Aussitôt que le bon Vaudois sut que son hôte était l’ami de Pierre et l’enfant de son Devoir, il fit flamber son feu, invita le Corinthien à s’approcher, et lui prêta même une veste, de peur qu’il ne s’enrhumât, pendant qu’il faisait sécher la sienne.
CHAPITRE IX
Quand la nuit fut tout à fait tombée, Pierre se disposa à partir pour Blois avec Amaury, qui s’y rendait aussi. Il lui tardait de se trouver seul avec son ami. Le Vaudois les supplia tout deux de passer la nuit sous son toit ; mais ils alléguèrent que tous leurs moments étaient comptés. Le Corinthien promit que, s’il s’arrêtait à Blois, comme il en avait le dessein, il reviendrait souvent vider une bouteille de bière sous le Berceau de la sagesse ; et Pierre, qui songeait à reprendre le plus tôt possible le chemin de son village, s’engagea à s’arrêter quelques instants au retour pour serrer, au passage, la main du vieux charpentier. L’orage avait inondé, en plusieurs endroits, l’oseraie où serpente le chemin. L’invalide leur en enseigna un plus sûr, et les guida lui-même pendant un quart de lieue, marchant devant eux avec une agilité et une adresse remarquables. Quand il les eut mis sur la route, il leur souhaita le bonsoir et la bonne chance.
– Allons, leur dit-il, je vous reverrai bientôt ; car, certes, vous allez tous deux rester à Blois. J’irai vous y voir, si vous ne venez pas chez moi. Je ne vais pas souvent à la ville, mais il y a des occasions… et celle qui se prépare…
– Quelle occasion ? demanda l’Ami-du-trait.
– C’est bon, c’est bon, repartit Vaudois. Vous avez raison de ne pas parler de cela. Je ne suis pas de votre métier. Je suis censé ne rien savoir. J’estime la discrétion, et ne veux point la confondre avec la méfiance en ce qui me concerne ; quoique, après tout, quand on est du même Devoir, on pourrait bien se confier certaines choses… N’importe ! l’affaire est encore secrète, et vous ferez bien de n’en pas causer avant qu’elle éclate. Au revoir donc, et le grand Salomon soit avec vous ! La lune est levée ; prenez à droite, et puis à gauche, et puis tout droit jusqu’à la chaussée.
Il leur serra la main, et reprit le chemin de sa baraque.
– J’ignore de quelle grande affaire et de quel grand secret il voulait parler, dit Pierre en s’arrêtant.
– Comment ! s’écria Amaury, ignores-tu ce qui se passe à Blois entre les Dévorants et nous ? Je pensais que tu avais reçu une lettre de convocation et que tu te rendais à l’appel de nos frères.

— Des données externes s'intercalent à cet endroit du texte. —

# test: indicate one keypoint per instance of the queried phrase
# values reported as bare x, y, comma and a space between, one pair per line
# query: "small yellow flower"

– Je vais à Blois pour une affaire toute personnelle, et dont la moitié est faite, ami, si je ne me flatte pas d’un vain espoir.
Ici Pierre expliqua au Corinthien le besoin qu’il avait de deux bons ouvriers pour l’aider dans son travail, et lui fit part du désir qu’il avait de commencer par lui son embauchage.